Le gardien, qui avait initialement
l’air menaçant, recula instinctivement sous le regard de Zhuang
Nan, mais se redressa rapidement : « Qui es-tu pour te mêler de ça
? »
Zhuang Nan fit mine d’appeler la
police.
L’homme l’interrompit rapidement
: « Hé, hé, qu’est-ce que tu fais ? Je suis ici pour récupérer
une dette ! Tu es le voisin de Lin Wen, c’est ça ? Pourquoi tu te
mêles de ça ? Il nous doit de l’argent ! Il se cache depuis des
années ! »
La colère monta en Lin Wen, mais il
était mauvais pour les disputes. Les larmes lui montèrent aux yeux.

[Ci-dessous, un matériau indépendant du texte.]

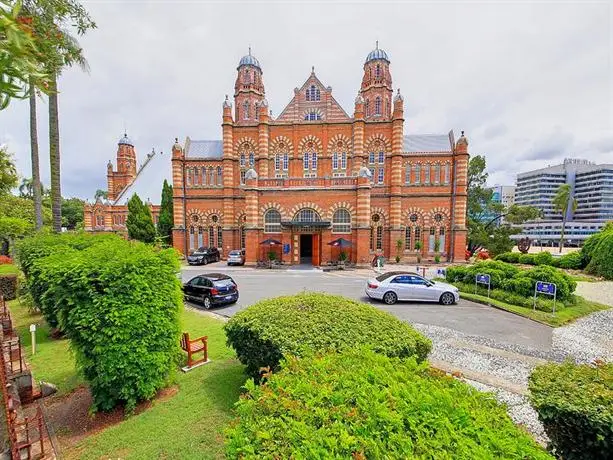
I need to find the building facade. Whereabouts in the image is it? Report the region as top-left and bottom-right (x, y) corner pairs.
(515, 159), (613, 246)
(170, 47), (468, 265)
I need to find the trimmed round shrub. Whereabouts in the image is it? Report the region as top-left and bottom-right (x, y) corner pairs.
(518, 254), (536, 265)
(586, 231), (613, 280)
(528, 362), (613, 460)
(534, 251), (553, 265)
(554, 251), (583, 270)
(502, 265), (577, 300)
(226, 349), (552, 460)
(224, 293), (432, 378)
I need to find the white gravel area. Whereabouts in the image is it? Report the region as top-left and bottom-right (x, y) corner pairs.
(551, 310), (613, 363)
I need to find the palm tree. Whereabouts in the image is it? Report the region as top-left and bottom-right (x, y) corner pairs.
(553, 184), (577, 253)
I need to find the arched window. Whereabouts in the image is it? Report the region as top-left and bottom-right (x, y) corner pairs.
(294, 208), (321, 222)
(332, 209), (351, 233)
(370, 214), (383, 251)
(264, 209), (281, 233)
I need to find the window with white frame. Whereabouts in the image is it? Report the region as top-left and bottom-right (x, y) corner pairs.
(264, 209), (281, 233)
(332, 209), (351, 233)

En voyant Zhuang Nan, il se sentit à
la fois rassuré et terrifié.
M. Zhuang était là… mais devant
cette situation embarrassante, qu’allait-il penser de lui ?
Song Song, en voyant Zhuang Nan, se
calma également.
Cependant, le chat restait vigilant,
fixant l’étranger d’un air menaçant, prêt à bondir et à lui
infliger les coups de griffes qu’il avait si bien pratiqués sur
son arbre à chat.
Quel est cet humain qui ose s’en
prendre à mon petit écureuil ?
Zhuang Nan plissa les yeux, profitant
de sa taille pour dominer l’homme du regard : « Il vous doit de
l’argent ? Combien ? »
L’homme tendit la main et, sans
réfléchir, lança un chiffre : « Trois millions ! » Puis, après
un moment de réflexion, il ajouta : « Non, cinq millions ! »
Zhuang Nan allait répondre quand Lin
Wen, à bout de patience, intervint avec colère, bégayant : «Je…
ne vous dois rien ! »
« Hé ! » L’homme oublia
instantanément Zhuang Nan et se tourna vers Lin Wen, pointant un
doigt accusateur : « Tu as mangé chez nous, utilisé nos
ressources, et les funérailles de tes parents ont été payées par
notre famille ! Ingrat ! Tes parents étaient censés être des
docteurs diplômés à l’étranger, et ils ont engendré une chose
comme toi ! Toute ta famille est une bande de traîtres, idolâtres
des étrangers ! »
« Ça suffit ! » Zhuang Nan, une
veine saillante sur le front, l’interrompit froidement. « Tu veux
partir par toi-même, ou je t’aide à partir ? »
L’homme, sourd à la menace,
continua à désigner Lin Wen du doigt, prêt à l’insulter à
nouveau, mais soudain, il fut réduit au silence.
Zhuang Nan l’avait attrapé par le
col et l’avait soulevé du sol !
L’homme, d’habitude calme et
poli, avait maintenant un visage empreint de colère et de violence.
Il articula chaque mot avec précision : « Je ne sais pas comment tu
t’es infiltré ici, mais retourne d’où tu viens. Si j’entends
encore que tu harcèles Lin Wen… » Il marqua une pause, son visage
redevenant impassible. « Tu le regretteras. »
Il ne semblait pas du tout
plaisanter.
Non seulement l’étranger, mais
même Lin Wen resta bouche bée.
Zhuang Nan le relâcha, sa voix sans
chaleur : « Dégage. »
Terrifié, l’homme s’enfuit à
toutes jambes.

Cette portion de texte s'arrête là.